Mamba-based Language Models

Introduction

This document is an entrypoint into the code used for <em>An Empirical Study of Mamba-based Language Models</em>.

We are releasing the parameters for some of the models described in that technical report via HuggingFace. The code in the main branch is no longer compatible with the Mamba2-* checkpoints. You can load them using the fixed snapshot of the code used for the technical report.

Installation

Create and run a Docker container using the Dockerfile.

docker build -t your_image_name:your_tag .
docker run --gpus all -it --rm \
  -v /path/to/megatron:/workspace/megatron \
  -v /path/to/dataset:/workspace/dataset \
  -v /path/to/checkpoints:/workspace/checkpoints \
  -w /workspace/megatron/examples/mamba \
  your_image_name:your_tag

Train

train.sh is an example pretraining script, showing how to run on a single node. Select between 800M-scale and 8B-scale models by setting the MODEL_SCALE variable. The 8B-scale hybrid model architecture is the same as the one described in the technical report.

Text Generation

Use run_text_gen_server_8b.sh to start a text generation server using an 8B hybrid checkpoint. This is configured to run the 8B hybrid model described in the technical report, with tensor model parallel set to 1.

The arguments in the script will need to be changed if using a checkpoint with a different model parallel configuration or other differences, such as model architecture. For example, to run the 8B pure Mamba-2 model, change --hybrid-layer-pattern to use only M symbols (e.g., 56 Ms for the 8B model), or remove it entirely.

Use run_text_gen_server_8b_gpt3.sh to start a text generation server using the 8B reference Transformer checkpoint.

Checkpoint Formats

For inference, the model must be configured to match the checkpoint file used, including the hybrid layer configuration and model parallel configuration.

If you need to convert a hybrid checkpoint file to a different tensor parallel or pipeline parallel size, use the hybrid conversion script. There is an example run command at the end of that file.

Before running that script, you will need to set PYTHONPATH to include the root directory of your Megatron-LM repository clone.

export PYTHONPATH=<path-to-megatron>:PYTHONPATH

Hybrid Options

--hybrid-layer-pattern PATTERN specifies the layer type for every layer in the model using a string of single-character symbols:

M — Mamba layer
* — Attention layer
- — MLP layer
E — MoE layer

The number of layers is derived from the pattern length, so --num-layers should not be specified when --hybrid-layer-pattern is used.

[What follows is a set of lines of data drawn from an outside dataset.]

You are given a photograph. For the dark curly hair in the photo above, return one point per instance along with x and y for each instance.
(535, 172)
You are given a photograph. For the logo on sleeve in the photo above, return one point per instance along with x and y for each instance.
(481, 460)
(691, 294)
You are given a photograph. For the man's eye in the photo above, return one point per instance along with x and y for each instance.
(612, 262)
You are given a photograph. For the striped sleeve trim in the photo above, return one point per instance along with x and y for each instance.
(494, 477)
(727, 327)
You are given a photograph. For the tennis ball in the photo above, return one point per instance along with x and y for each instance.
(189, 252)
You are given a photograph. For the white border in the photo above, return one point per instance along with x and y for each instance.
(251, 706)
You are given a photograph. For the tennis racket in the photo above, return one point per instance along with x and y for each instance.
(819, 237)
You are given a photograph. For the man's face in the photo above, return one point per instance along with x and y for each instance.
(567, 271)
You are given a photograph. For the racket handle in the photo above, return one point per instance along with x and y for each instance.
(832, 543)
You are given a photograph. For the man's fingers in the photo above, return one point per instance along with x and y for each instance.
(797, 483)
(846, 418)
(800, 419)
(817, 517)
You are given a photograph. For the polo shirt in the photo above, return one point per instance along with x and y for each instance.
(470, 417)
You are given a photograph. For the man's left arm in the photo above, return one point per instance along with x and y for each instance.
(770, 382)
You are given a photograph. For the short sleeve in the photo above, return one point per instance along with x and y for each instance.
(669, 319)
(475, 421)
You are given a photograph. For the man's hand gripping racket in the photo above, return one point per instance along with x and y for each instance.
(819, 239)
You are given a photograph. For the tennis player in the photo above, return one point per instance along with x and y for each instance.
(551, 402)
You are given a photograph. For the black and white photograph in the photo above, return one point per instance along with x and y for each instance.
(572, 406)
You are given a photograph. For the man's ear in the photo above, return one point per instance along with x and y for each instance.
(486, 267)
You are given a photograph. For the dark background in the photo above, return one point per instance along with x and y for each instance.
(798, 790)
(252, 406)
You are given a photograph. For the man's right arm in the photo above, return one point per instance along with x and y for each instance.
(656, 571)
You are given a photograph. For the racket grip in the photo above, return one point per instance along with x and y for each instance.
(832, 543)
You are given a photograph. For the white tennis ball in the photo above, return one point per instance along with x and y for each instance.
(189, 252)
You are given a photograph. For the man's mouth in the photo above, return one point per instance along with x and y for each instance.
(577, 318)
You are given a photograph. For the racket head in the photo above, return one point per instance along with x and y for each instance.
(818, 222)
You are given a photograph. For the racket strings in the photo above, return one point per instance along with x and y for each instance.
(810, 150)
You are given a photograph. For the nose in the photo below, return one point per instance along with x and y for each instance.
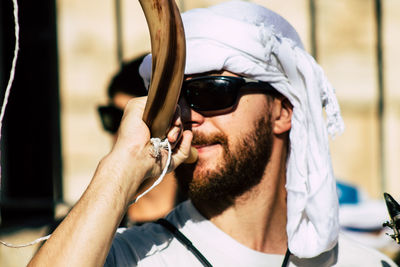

For example, the 8B hybrid model described in the technical report uses:

--hybrid-layer-pattern "M-M-M--M-M*-M-M-M-M--M*-M-M-M-M-M*--M-M-M-M-M*-M--M-M-M-"

This is a 56-layer model with 4 attention layers, 28 MLP layers, and 24 Mamba layers.

A pure Mamba model uses only M symbols (e.g., MMMMMMMM for 8 layers). A pure transformer model uses only * and - symbols.

Pipeline parallelism

Use | to define pipeline stage boundaries for flexible virtual pipeline parallelism (fVPP). For example, M-M-|M-M*-|M-M-|M-M*- defines 4 pipeline segments. The number of segments must be evenly divisible by --pipeline-model-parallel-size.

Multi-Token Prediction (MTP)

Use / to append MTP layer patterns. Each pattern after the separator represents one MTP prediction depth. For example, M*M*/MM/MM has main pattern M*M* with MTP pattern MM repeated for 2 depths.

Deprecated options

--hybrid-override-pattern, --hybrid-attention-ratio, and --hybrid-mlp-ratio are deprecated. Use --hybrid-layer-pattern instead.

Mamba vs Mamba-2

This codebase currently only supports Mamba-2, and not the original version of Mamba. However, the fixed snapshot of the code used for the technical report can be configured to run the original version of Mamba.